For starters, Duck Hunt was based on a vintage Nintendo game. This may sound strange -- as of 1984, the company had barely been in the video game business for half a decade -- but in fact the Duck Hunt brand predates Nintendo's video arcade business. Back in 1976, near the end of the company's run as a toy manufacturer, Nintendo created a standalone game called Duck Hunt, which projected images of ducks onto your wall and used a sensor in the gun barrel to register hits and misses.

Duck Hunt for NES takes this creative electronic devices and reinterprets it in video game form, in some cases almost literally: The video game's animation cycle (ducks fly at a roughly 45-degree angle and fall inverted to the ground upon being shot) is taken almost verbatim from the original. It's a remarkably faithful adaptation, in fact, but it's much more compact and convenient (not to mention colorful) in video game form. Much as the likes of Ultima made tabletop role-playing games much less cumbersome through digital automation, Duck Hunt for NES takes the whirring electromechanical noise out of the game and throws in little embellishments (some modest, like the backgrounds, and some memorable, like the sneering dog who mocks you for missing your targets).

Sometimes, the dog was cool. Mostly, though, he was just a jerk.

Duck Hunt made a strong case for the NES as both toy and video game console, justifying the inclusion of a light gun with the system. Where R.O.B. was just a goofy waste of plastic, the Zapper -- paired with Duck Hunt -- made the NES memorable. For gamers who found the nuances of Super Mario Bros. too difficult to grasp, Duck Hunt's immediacy (you point and shoot at ducks with a gun, just like you would in real life) made it instantly relatable to everyone and helped the NES find acceptance that it might not otherwise have achieved with Mario alone.

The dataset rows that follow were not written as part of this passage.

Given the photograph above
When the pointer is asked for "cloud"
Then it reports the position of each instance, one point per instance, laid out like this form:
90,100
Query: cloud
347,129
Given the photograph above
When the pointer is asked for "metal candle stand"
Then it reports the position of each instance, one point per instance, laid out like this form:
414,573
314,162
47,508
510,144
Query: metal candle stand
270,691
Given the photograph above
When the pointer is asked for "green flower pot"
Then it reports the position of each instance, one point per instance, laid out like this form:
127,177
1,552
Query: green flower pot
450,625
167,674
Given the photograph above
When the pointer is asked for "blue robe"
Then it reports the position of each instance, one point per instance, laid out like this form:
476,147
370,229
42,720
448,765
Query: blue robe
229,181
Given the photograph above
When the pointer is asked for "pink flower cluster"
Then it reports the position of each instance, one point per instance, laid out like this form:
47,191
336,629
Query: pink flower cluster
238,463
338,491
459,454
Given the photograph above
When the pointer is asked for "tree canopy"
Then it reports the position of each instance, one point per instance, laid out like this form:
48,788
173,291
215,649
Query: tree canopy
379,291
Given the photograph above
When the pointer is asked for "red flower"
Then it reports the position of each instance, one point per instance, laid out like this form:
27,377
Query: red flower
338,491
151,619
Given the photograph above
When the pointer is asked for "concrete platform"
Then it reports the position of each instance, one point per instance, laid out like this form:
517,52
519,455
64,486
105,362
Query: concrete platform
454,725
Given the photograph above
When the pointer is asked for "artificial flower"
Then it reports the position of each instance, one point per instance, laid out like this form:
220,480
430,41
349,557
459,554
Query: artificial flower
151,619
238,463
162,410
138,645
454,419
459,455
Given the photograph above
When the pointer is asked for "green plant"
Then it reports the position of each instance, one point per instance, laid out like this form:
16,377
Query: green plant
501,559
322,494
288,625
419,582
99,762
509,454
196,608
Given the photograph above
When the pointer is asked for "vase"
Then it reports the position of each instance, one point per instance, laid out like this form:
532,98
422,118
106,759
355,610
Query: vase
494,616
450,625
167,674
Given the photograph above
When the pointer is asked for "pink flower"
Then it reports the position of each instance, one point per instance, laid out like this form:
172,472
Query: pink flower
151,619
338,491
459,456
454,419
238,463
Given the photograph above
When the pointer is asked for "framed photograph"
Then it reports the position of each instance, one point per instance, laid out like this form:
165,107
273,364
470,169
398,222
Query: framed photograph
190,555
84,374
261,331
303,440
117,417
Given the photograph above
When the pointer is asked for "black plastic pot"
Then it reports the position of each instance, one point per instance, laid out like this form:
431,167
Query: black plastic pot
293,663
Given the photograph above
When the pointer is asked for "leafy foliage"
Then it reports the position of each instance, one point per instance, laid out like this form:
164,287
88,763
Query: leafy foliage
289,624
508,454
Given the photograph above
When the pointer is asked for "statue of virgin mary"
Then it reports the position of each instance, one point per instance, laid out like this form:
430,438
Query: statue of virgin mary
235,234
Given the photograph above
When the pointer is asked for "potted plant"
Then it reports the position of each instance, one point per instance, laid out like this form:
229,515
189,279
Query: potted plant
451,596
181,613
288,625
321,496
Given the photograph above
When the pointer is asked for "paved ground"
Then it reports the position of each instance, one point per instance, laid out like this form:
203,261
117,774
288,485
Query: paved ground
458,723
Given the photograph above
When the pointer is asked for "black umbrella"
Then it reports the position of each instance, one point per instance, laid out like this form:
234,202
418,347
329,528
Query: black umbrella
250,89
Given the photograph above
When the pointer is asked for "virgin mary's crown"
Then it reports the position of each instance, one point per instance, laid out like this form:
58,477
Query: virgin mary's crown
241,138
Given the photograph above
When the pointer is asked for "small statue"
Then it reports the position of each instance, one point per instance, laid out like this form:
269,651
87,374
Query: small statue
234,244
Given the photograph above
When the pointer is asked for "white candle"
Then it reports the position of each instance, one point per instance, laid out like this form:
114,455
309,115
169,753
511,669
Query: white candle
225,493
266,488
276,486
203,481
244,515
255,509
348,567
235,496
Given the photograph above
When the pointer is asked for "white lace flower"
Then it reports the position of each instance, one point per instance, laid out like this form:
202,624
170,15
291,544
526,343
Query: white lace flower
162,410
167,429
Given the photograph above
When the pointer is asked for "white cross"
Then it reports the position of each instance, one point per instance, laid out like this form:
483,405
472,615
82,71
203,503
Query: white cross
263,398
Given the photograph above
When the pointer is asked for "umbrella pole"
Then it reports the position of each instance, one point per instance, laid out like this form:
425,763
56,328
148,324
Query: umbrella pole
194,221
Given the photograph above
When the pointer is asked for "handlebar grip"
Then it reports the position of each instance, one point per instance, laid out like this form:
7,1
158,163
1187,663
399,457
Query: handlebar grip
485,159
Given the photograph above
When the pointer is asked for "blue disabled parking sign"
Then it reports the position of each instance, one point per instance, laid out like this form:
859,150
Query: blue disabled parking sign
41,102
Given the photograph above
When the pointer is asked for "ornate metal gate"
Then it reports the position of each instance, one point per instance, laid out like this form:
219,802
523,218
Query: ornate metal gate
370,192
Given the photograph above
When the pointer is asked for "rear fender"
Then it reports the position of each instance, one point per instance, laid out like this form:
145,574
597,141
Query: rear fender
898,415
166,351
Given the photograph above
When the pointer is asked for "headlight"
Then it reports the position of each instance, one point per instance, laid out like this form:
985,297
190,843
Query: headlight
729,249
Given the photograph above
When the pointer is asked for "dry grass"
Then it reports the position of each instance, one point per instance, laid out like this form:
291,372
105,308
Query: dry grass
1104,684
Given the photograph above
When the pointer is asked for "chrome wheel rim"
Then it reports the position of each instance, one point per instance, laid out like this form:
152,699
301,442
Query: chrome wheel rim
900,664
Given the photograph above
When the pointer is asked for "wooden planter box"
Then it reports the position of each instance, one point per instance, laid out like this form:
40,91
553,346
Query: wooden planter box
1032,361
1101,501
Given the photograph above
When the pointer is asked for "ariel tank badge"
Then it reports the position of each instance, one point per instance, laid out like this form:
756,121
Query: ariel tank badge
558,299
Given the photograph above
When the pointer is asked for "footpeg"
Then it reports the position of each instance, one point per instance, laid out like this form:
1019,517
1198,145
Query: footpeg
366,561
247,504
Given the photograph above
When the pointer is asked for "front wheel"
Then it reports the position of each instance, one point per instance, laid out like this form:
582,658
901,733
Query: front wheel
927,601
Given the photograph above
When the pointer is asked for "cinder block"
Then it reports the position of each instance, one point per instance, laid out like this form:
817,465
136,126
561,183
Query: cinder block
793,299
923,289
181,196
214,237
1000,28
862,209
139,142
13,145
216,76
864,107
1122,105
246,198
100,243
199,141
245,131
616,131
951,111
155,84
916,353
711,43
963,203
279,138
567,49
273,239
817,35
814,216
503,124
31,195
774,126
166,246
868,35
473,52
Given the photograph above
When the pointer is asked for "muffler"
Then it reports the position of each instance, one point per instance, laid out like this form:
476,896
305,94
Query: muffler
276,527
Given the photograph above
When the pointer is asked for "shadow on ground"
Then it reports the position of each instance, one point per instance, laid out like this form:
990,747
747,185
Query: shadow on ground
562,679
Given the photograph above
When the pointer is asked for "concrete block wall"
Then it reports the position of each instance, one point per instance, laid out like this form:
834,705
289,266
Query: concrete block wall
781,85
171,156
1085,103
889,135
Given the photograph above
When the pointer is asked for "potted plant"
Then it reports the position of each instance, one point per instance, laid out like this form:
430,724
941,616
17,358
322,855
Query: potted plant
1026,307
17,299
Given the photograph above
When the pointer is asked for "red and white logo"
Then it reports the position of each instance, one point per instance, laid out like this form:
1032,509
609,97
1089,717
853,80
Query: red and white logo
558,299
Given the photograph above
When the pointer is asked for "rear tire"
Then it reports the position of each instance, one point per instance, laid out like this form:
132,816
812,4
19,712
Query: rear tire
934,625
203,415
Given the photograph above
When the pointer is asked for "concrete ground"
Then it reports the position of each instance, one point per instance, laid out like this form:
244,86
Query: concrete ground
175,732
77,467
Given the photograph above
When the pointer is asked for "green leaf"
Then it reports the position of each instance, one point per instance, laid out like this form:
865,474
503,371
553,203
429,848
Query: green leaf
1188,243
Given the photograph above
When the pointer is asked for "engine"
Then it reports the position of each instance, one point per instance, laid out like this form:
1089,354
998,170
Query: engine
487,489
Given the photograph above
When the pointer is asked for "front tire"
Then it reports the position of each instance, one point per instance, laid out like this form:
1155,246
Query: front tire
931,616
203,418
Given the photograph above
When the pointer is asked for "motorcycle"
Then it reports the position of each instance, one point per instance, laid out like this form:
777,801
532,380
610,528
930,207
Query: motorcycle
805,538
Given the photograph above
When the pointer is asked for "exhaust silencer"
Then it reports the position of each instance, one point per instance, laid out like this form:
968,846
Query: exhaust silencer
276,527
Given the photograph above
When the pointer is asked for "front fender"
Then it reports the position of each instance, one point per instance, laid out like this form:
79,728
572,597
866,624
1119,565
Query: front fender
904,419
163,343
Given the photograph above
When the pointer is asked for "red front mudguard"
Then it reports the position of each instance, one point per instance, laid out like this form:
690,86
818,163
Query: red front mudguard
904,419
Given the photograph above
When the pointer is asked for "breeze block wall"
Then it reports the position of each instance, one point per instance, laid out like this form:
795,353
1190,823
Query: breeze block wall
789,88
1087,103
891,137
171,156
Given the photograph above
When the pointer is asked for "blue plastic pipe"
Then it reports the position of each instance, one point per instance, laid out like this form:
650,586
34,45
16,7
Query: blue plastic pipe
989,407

Right here we see the formula Nintendo would use to conquer the world two decades later with Wii. The remote control-like stylings of the Wii's controller made it far more intuitive for general audiences than the competitions button-laden plastic bricks, and the simple, imitative design of Wii Sports offered a hook for grandma and grandpa to become hooked. And of course Nintendo would be nothing without its ability to dip into its back catalog and dredge up old concepts to refresh, just like they did back in 1984 with a clanky, decade-old electromechanical tabletop game. Some things never change.